Re: [PATCH v4] Improve the width of alternate representation for year in strftime [BZ #23758]

public inbox for libc-alpha@sourceware.org
 help / color / mirror / Atom feed

From: TAMUKI Shoichi <tamuki@linet.gr.jp>
To: Rafal Luzynski <digitalfreak@lingonborough.com>,
	libc-alpha@sourceware.org
Subject: Re: [PATCH v4] Improve the width of alternate representation for year in strftime [BZ #23758]
Date: Sun, 06 Jan 2019 06:31:00 -0000	[thread overview]
Message-ID: <201901060628.AA04155@tamuki.linet.gr.jp> (raw)
In-Reply-To: <1171971086.574322.1545990690594@poczta.nazwa.pl>

Hello Rafal,

Sorry to be late replying.  Thank you for the detailed review on this
patch.

From: Rafal Luzynski <digitalfreak@lingonborough.com>
Subject: Re: [PATCH v4] Improve the width of alternate representation for year in strftime [BZ #23758]
Date: Fri, 28 Dec 2018 10:51:30 +0100 (CET)

> Two general remarks:
> 
> 1. Whatever you contribute here you will also have to port and contribute
> to gnulib. [1] The reason is that "date" command line utility uses gnulib's
> fprintftime which implements a similar functionality but does not use
> strftime.  If you don't contribute to gnulib then you will not see these
> new features in "date".

I am also aware of this.  I am going to contribute to Gnulib after
committing with consensus of these fixes in Glibc.

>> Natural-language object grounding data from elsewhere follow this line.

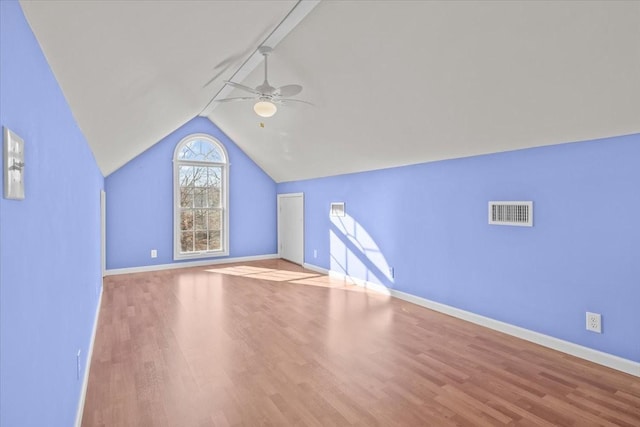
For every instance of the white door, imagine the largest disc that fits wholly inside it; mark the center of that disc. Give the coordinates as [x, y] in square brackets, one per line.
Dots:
[291, 227]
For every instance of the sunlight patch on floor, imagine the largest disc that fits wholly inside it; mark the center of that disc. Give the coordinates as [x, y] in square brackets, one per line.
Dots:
[297, 277]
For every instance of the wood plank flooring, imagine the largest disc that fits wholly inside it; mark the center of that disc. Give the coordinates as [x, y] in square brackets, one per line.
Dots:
[270, 344]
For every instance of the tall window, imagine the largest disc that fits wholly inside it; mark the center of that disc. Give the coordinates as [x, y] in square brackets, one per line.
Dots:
[201, 185]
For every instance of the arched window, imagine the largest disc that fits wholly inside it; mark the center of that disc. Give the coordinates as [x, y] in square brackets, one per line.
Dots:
[201, 213]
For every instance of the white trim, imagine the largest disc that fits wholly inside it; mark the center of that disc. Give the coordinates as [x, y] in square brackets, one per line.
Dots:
[87, 364]
[158, 267]
[103, 231]
[316, 268]
[582, 352]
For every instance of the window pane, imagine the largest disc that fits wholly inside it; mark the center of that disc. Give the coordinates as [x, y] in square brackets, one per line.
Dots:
[202, 151]
[200, 219]
[186, 241]
[215, 186]
[186, 176]
[215, 242]
[200, 176]
[201, 241]
[186, 197]
[200, 197]
[215, 220]
[186, 220]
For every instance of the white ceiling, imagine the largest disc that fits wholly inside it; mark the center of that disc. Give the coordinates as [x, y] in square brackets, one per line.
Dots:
[393, 82]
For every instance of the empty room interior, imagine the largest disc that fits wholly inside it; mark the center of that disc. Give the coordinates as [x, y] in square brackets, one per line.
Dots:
[320, 213]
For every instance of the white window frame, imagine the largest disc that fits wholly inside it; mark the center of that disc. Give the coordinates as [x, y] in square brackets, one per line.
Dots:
[177, 255]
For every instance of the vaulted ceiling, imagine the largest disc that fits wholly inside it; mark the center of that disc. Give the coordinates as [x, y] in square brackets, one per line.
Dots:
[392, 82]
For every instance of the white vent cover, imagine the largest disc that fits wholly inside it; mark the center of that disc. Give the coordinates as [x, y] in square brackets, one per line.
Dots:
[337, 209]
[511, 213]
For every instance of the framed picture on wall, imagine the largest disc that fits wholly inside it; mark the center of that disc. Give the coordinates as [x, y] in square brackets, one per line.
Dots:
[13, 165]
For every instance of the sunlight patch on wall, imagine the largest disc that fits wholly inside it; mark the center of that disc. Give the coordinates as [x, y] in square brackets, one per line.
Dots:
[355, 254]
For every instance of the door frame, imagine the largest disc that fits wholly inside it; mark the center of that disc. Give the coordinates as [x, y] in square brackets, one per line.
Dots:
[279, 207]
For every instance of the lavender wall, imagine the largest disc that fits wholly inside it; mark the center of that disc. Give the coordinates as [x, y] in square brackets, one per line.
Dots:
[140, 204]
[429, 223]
[50, 274]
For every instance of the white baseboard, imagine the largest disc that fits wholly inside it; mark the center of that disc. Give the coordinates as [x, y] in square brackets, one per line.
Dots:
[595, 356]
[316, 268]
[200, 263]
[87, 364]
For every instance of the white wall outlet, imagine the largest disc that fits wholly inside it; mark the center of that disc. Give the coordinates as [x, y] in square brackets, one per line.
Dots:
[78, 365]
[594, 322]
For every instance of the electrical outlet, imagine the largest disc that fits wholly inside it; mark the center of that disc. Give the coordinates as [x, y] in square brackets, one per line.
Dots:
[594, 322]
[78, 365]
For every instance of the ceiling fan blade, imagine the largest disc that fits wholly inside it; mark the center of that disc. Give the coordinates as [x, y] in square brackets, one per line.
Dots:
[288, 101]
[288, 90]
[243, 98]
[242, 87]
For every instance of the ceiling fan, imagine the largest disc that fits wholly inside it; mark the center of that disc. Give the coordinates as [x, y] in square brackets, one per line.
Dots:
[266, 95]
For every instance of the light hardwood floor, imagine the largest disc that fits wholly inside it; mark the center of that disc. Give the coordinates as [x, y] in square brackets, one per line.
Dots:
[268, 343]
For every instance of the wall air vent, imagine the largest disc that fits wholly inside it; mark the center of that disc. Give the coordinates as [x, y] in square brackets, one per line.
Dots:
[337, 209]
[511, 213]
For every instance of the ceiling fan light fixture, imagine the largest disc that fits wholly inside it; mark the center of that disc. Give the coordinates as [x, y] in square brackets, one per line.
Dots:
[265, 108]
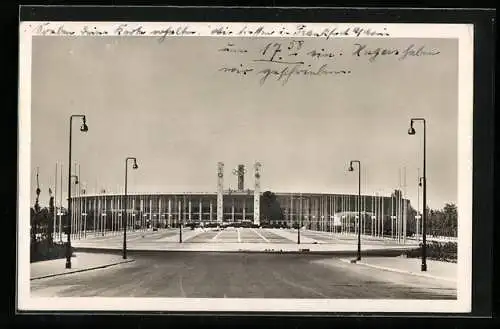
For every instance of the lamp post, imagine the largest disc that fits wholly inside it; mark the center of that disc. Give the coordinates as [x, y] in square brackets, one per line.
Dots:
[69, 217]
[423, 182]
[298, 228]
[124, 217]
[351, 168]
[83, 128]
[418, 217]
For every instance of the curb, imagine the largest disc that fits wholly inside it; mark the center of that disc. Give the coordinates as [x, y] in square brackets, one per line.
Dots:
[345, 253]
[398, 270]
[82, 270]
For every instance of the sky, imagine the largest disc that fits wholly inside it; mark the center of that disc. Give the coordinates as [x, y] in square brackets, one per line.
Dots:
[169, 105]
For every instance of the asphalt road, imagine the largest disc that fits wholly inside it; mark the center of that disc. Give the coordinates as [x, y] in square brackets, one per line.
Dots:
[240, 275]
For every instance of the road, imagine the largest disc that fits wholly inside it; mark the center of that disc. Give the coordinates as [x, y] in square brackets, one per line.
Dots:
[241, 275]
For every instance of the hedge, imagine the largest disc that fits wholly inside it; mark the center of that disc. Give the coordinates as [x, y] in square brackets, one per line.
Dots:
[44, 250]
[441, 251]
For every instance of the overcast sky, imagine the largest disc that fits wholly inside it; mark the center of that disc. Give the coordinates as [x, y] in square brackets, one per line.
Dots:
[169, 105]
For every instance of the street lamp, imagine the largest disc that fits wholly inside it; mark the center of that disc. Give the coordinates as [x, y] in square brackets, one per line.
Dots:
[423, 183]
[351, 168]
[83, 128]
[124, 218]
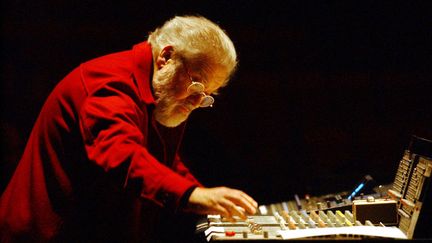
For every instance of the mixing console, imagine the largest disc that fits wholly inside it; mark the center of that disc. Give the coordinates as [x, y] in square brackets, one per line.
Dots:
[390, 211]
[297, 225]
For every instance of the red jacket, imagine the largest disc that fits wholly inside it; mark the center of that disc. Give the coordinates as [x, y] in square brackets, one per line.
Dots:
[91, 154]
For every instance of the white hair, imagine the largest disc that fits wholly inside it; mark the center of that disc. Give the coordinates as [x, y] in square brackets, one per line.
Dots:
[198, 43]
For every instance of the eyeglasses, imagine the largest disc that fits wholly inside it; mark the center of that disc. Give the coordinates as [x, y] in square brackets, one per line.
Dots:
[198, 88]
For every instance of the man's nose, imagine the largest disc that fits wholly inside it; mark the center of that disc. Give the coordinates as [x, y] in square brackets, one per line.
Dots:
[195, 99]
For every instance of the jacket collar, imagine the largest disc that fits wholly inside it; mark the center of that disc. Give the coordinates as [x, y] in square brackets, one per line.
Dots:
[143, 70]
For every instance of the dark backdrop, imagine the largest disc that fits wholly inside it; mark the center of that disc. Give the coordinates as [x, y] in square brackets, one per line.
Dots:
[326, 91]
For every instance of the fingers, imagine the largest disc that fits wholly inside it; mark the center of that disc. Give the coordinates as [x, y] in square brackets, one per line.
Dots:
[243, 200]
[221, 200]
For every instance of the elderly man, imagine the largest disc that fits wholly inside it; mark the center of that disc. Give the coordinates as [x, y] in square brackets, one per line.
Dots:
[104, 150]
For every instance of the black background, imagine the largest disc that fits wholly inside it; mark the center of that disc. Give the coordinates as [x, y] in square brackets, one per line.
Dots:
[325, 93]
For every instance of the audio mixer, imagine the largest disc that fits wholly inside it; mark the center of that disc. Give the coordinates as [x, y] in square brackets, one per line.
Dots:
[392, 211]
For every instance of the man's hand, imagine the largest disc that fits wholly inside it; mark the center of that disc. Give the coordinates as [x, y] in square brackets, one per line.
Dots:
[224, 201]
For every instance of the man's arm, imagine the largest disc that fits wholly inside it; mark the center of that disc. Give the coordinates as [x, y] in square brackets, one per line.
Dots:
[225, 201]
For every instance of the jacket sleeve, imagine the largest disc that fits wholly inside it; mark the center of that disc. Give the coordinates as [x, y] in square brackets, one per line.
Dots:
[114, 128]
[180, 168]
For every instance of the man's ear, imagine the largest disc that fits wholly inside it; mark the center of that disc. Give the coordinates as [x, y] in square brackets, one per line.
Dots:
[164, 56]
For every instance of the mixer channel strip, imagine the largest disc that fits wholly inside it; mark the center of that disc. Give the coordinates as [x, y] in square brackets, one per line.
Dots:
[411, 204]
[403, 174]
[297, 225]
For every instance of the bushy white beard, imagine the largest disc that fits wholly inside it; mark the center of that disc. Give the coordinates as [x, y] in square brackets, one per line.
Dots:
[166, 103]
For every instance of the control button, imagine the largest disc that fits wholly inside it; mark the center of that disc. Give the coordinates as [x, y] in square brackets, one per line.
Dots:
[229, 233]
[370, 199]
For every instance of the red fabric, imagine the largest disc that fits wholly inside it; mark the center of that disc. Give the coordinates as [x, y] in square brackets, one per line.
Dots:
[90, 144]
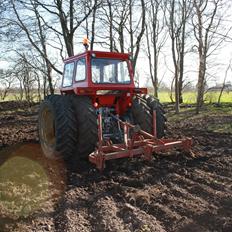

> 2. As we are short of time, for easier review I suggest splitting this patch
> into two patches implementing two features:
> 
> * setting the default width of "%Ey" to 2;
> * passing the additional flags from "%EY" to "%Ey".
> 
> it is urgent, I perceive passing the flags correctly as an additional problem
> fixed by the same patch.  Also the implementation of this additional feature
> is not clear to me.
> 
> Please ignore my suggestion to split if other maintainers review your patch
> and accept as it is.

Certainly, the patch's outlook is better and it becomes easier to
understand, so I will try to split the patch by the next update.
Thank you for your suggestion.

> Could you please reword the first line of your commit message to make it
> shorter than 72 characters so that if you do "git log --oneline" in a standard
> 80 columns terminal the title does not wrap?  Also, it could start with the
> name of the function or the module you are correcting.  My suggestion:
> 
> strftime: Improve the default width of "%Ey" [BZ #23758].
> 
> or maybe better:
> 
> strftime: Set the default width of "%Ey" to 2 [BZ #23758].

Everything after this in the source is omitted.